Obstructive sleep apnea (OSA) severity can vary markedly from night-to-night. However, the impact of night-to-night variability in OSA severity on key cardiovascular outcomes such as hypertension is unknown. Thus, the primary aim of this study is to determine the effects of night-to-night variability in OSA severity on hypertension likelihood. This study uses in-home monitoring of 15,526 adults with ~180 nights per participant with an under-mattress sleep sensor device, plus ~30 repeat blood pressure measures. OSA severity is defined from the mean estimated apnea–hypopnoea index (AHI) over the ~6-month recording period for each participant.
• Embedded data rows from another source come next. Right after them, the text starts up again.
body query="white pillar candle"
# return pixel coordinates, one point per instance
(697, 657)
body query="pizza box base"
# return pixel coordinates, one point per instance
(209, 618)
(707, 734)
Night-to-night variability in severity is determined from the standard deviation of the estimated AHI across recording nights. Uncontrolled hypertension is defined as mean systolic blood pressure ≥140 mmHg and/or mean diastolic blood pressure ≥90 mmHg. Regression analyses are performed adjusted for age, sex, and body mass index. A total of 12,287 participants (12% female) are included in the analyses. Participants in the highest night-to-night variability quartile within each OSA severity category, have a 50–70% increase in uncontrolled hypertension likelihood versus the lowest variability quartile, independent of OSA severity. This study demonstrates that high night-to-night variability in OSA severity is a predictor of uncontrolled hypertension, independent of OSA severity. These findings have important implications for the identification of which OSA patients are most at risk of cardiovascular harm.